The social science curriculum not only enhances student’s understanding of the subject content but also develops many interpersonal skills which allows students to feel equipped with skills which are essential for a postmodern society. The nature of social science subjects constantly encourages students to be open minded as they learn about different cultural and social practices to their own.
This fosters a love of learning and students are inquisitive about behaviour they witness outside the classroom as they wish to apply their knowledge to real world situations. This also enhances student’s empathy levels as their greater understanding of others allows them to be respectful of differences between people which they then apply to real life when they encounter others in society. Within certain topics students are given the opportunity to carry out their own piece of research in an area of their choice which enhances their curiosity for the subject. Students work together to design complex studies and overcome the many barriers that are likely when trying to assess human behaviour which fosters a resilient approach.
The social science faculty relishes in opportunities to ensure all students have rich experiences. This allows students to use their knowledge and understanding from the formal curriculum and apply this to wider contexts stimulating their academic curiosity. Our curriculum offer develops skills such as debating through guided discussion and open mindedness when hearing others lived experiences. For example all students have the opportunity to attend the feminist society where they can discuss important issues relating to gender and have the opportunity to engage with others in discussion. Students are also offered the possibility of attending a criminology conference, as a window into the world of ex-offenders and motivations and implications behind crime.
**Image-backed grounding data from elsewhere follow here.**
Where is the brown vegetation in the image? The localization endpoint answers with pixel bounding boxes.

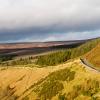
[85,43,100,68]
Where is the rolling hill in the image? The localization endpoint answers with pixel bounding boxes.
[0,37,100,100]
[85,43,100,69]
[0,38,100,67]
[0,59,100,100]
[36,38,100,66]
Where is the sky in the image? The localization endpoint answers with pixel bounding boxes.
[0,0,100,43]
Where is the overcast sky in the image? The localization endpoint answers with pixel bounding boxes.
[0,0,100,43]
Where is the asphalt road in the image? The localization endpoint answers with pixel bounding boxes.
[80,58,100,73]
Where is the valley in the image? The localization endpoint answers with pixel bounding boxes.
[0,39,93,57]
[0,37,100,100]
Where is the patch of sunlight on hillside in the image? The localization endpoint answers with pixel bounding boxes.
[25,61,100,100]
[85,43,100,68]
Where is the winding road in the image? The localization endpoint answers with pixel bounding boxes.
[80,58,100,73]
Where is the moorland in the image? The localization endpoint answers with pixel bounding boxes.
[0,37,100,100]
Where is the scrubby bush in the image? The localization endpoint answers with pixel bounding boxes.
[1,56,34,66]
[39,80,64,99]
[33,68,75,99]
[48,68,75,82]
[10,58,32,65]
[66,79,100,100]
[22,96,29,100]
[58,94,67,100]
[0,54,16,62]
[36,50,71,66]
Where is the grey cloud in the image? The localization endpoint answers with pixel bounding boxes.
[0,0,100,29]
[0,0,100,42]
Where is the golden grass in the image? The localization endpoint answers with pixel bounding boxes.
[0,59,100,100]
[85,43,100,68]
[0,59,79,100]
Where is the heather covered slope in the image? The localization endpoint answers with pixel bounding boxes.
[85,43,100,68]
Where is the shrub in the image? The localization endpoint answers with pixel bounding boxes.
[39,81,64,100]
[33,68,75,99]
[47,68,75,82]
[0,54,16,62]
[66,79,100,99]
[58,94,67,100]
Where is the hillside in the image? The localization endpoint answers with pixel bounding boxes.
[36,38,100,66]
[0,38,100,100]
[0,59,100,100]
[0,38,100,67]
[85,43,100,69]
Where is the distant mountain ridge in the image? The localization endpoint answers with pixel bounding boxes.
[0,39,87,56]
[0,37,99,57]
[0,37,99,50]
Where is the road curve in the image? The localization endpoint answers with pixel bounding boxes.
[80,58,100,73]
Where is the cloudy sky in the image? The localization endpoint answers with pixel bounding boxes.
[0,0,100,43]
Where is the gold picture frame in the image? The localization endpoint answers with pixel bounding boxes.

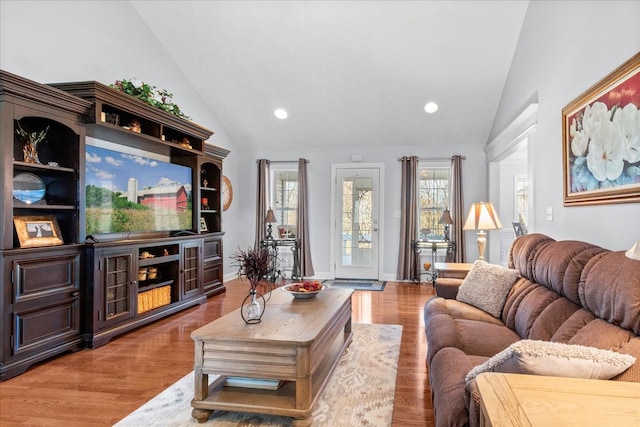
[562,52,640,206]
[14,215,64,248]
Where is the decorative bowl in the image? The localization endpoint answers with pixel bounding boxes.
[282,282,324,299]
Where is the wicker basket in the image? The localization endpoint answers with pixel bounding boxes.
[138,285,171,314]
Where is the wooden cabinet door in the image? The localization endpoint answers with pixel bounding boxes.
[181,240,203,300]
[97,248,136,328]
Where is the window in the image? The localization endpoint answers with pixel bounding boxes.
[418,163,451,240]
[271,165,298,238]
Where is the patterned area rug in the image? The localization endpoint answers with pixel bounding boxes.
[322,279,387,291]
[114,323,402,427]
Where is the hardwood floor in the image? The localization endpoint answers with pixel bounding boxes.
[0,280,435,426]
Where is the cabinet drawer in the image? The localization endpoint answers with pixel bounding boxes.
[13,299,80,356]
[12,254,79,303]
[203,239,222,260]
[203,263,222,287]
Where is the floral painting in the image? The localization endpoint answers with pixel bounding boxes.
[563,53,640,205]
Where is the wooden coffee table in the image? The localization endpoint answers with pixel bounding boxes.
[190,287,354,426]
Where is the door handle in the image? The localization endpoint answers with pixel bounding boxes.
[71,291,79,297]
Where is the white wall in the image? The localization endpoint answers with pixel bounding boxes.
[490,0,640,251]
[0,1,495,280]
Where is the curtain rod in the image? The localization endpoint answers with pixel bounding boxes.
[255,159,309,164]
[397,155,466,161]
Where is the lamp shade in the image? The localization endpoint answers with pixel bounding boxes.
[265,208,277,224]
[463,202,502,231]
[438,209,453,225]
[626,239,640,260]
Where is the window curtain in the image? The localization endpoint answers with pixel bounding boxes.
[297,158,315,277]
[396,156,419,280]
[450,155,466,262]
[254,159,270,248]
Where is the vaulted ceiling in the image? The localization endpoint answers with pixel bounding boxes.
[131,1,528,150]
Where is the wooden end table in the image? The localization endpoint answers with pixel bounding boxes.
[190,287,354,426]
[434,262,473,279]
[476,372,640,426]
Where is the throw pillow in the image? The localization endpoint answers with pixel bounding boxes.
[465,340,636,383]
[455,261,519,317]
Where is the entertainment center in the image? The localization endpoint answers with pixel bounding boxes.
[0,70,229,380]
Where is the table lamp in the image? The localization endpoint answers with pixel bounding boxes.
[463,201,502,261]
[438,209,454,241]
[626,239,640,260]
[264,208,277,240]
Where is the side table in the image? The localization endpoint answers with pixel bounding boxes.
[412,240,456,283]
[476,372,640,426]
[434,262,472,279]
[260,238,301,281]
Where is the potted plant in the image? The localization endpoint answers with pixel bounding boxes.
[231,247,271,324]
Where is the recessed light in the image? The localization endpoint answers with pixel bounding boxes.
[424,102,438,114]
[274,109,288,119]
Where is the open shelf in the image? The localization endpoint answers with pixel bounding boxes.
[14,161,75,174]
[138,254,180,267]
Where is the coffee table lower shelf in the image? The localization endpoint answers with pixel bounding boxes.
[191,329,352,426]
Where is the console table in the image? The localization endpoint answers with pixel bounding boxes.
[476,372,640,426]
[412,240,456,283]
[260,238,301,281]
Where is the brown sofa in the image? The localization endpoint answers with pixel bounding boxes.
[423,233,640,427]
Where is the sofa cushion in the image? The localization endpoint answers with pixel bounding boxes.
[456,261,519,317]
[424,297,505,325]
[579,251,640,335]
[529,240,607,305]
[508,233,555,278]
[425,312,520,363]
[464,339,636,383]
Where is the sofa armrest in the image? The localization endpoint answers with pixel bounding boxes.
[435,278,463,299]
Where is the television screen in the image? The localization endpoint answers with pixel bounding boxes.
[85,141,192,235]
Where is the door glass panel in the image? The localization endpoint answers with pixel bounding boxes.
[341,176,373,268]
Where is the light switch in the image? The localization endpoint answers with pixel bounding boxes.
[394,210,401,219]
[546,207,553,221]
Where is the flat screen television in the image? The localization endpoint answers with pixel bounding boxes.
[85,138,193,236]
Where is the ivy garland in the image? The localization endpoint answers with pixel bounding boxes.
[110,78,191,120]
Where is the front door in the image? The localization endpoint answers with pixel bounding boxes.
[334,167,380,279]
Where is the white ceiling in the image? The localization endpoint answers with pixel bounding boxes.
[131,1,528,150]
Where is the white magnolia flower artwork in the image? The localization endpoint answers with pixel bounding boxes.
[567,70,640,194]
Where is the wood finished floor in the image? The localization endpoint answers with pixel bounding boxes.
[0,280,436,426]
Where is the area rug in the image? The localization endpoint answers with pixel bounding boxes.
[114,323,402,427]
[322,279,386,291]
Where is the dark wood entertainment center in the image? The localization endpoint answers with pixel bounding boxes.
[0,70,229,380]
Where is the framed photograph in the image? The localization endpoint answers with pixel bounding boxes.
[14,215,64,248]
[199,217,208,232]
[562,52,640,206]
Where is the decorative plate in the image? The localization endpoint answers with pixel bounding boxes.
[13,172,46,205]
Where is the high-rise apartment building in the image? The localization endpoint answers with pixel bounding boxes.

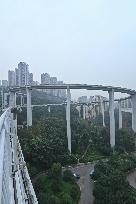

Health and social care students are given the opportunity to visit the settings in which they are learning about, such as a local nursery/primary schools. Offering these opportunities allows for Tuxford social science students to have experiences they can use in later life in careers they may pursue. It develops their cultural capital as it promotes engagement with a wide range of issues that go beyond pupil’s day-to-day experiences. This is also reflected in the classroom, teachers in social science foster a love for reading around the subject. This can be in the form of book recommendations or a library of books for students to borrow from. Social students become well rounded and respectful citizens who are prepared to challenge and over adversity.